I believe my description about figure [21a] is valid. The $\sqrt{2}$ can be justified as we need a radius of inversion so that when $[Na]$ is equal to $1$, $[NS]$ must be equal $2$ and only $\sqrt{2}$ can do this -> $I_K(z) = \frac{R^2}{p} = \frac{R^2}{1} = 2 -> R = \sqrt{2} $

Additionally I proved my solution for exercise 5. Please consider this figure

It shows a vertical cross section of a sphare $C$ and a real axis. Some point $Z$ from a real axis lies outside the sphare and was stereographically projected to a point $\hat{Z}$ on the sphare. Next we also projected that point from $\hat{Z}$ to $\tilde{Z}$ on a real axis, according to stereographic projection through the south pole. This is the second part of the exercise. Now, let's assume point $\tilde{Z}$ lies on a real axis at the distance $0.4$ from the origin ($z = 0.4$).
In order to show the relation between $Z$ and $\tilde{Z}$ lets find the equation of a line that connects $S$ and $\tilde{Z}$. Its easy to find that this equation is $y = \frac{10}{4}x -1 $
Next let's find the coordinates of a point $\hat{Z}$ on the sphare $C$ -> For that we have: $x^2 + (\frac{10}{4}x -1)^2 = 1$ from which we get coordinates $x = 0.689, y = 0.724$.
Now that we have this point we can find equation of a line $N\hat{Z}$ -> $y = -0.4x + 1$ we got negative slope which is aligned with what we see on the figure.
Now we are in position to find the $X$ coordinate of $Z$ -> $0 = -0.4x + 1 -> x = \frac{10}{4}$
From this we can see that the point $Z$, in the process of stereographic projection with north pole following by another projection with south pole, got mapped from $\frac{10}{4}$ to $\frac{4}{10}$. Which is an inversion.

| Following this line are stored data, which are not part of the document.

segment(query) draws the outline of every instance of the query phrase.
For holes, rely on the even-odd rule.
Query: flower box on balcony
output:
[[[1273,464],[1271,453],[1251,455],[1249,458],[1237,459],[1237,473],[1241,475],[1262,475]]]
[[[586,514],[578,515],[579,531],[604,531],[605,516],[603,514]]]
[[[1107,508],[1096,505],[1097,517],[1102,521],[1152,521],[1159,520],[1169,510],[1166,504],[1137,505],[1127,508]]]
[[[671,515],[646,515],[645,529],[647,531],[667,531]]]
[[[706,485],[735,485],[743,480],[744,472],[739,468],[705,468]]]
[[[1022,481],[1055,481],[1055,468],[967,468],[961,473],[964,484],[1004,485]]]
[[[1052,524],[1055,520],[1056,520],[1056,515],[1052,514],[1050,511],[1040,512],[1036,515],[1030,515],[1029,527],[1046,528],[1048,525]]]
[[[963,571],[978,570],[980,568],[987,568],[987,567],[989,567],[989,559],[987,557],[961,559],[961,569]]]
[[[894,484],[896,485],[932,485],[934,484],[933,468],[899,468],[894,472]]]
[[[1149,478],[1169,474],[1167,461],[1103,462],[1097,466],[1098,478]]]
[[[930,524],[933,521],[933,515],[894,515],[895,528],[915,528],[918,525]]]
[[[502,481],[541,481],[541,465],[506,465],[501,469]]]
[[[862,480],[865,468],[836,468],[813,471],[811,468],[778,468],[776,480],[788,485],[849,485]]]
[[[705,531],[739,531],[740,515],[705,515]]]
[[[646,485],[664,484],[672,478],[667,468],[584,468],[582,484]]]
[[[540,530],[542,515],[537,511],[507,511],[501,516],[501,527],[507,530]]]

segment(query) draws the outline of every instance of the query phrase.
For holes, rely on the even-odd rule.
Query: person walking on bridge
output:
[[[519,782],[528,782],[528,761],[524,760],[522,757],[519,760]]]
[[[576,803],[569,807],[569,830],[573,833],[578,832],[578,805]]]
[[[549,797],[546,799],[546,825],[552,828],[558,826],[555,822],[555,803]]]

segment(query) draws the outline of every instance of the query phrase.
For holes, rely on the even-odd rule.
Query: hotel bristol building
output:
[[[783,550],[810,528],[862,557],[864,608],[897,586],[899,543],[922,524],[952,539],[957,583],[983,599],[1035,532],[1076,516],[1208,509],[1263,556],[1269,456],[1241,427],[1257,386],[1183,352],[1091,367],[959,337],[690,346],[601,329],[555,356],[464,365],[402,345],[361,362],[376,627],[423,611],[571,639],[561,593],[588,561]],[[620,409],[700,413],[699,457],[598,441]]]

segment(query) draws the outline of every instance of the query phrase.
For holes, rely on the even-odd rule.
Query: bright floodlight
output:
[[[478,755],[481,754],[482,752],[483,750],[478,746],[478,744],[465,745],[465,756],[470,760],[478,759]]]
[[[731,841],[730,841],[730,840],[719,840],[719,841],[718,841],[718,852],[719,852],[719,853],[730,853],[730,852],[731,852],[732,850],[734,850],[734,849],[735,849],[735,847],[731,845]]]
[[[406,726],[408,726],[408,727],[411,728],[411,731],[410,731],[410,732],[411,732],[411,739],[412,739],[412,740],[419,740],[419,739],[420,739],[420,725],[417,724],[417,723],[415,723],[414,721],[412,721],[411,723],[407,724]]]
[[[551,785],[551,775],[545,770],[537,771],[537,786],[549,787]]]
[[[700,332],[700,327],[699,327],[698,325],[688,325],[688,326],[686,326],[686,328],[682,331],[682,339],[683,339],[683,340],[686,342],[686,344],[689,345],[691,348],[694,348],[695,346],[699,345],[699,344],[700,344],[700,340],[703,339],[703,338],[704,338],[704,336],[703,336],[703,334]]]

What kind of inversion is it? It must be $\frac{1}{\bar{z}}$ and not $\frac{1}{z}$ because the later also changes angle. So $Z = 0.4e^{i\theta}$ would be moved to $2.5e^{-i\theta}$. In our example in wouldn't make any difference because the angle is $0$ but is easy to imagine what would happen if it isn't- the image would be rotated by $90$ degree.
So this proves what I was intuitively predicting before, this stereographic projection sends points from inside the unit circle to the outside according to $\frac{1}{\bar{z}}$ ;

Also, in the book author often time doesn't care about proving his statement. Let's take figure [21b] as an example. Author draw it so it graphicly (more or less) looks like an inversion and states it as a fact in (17) page 143. However there is no proof at all.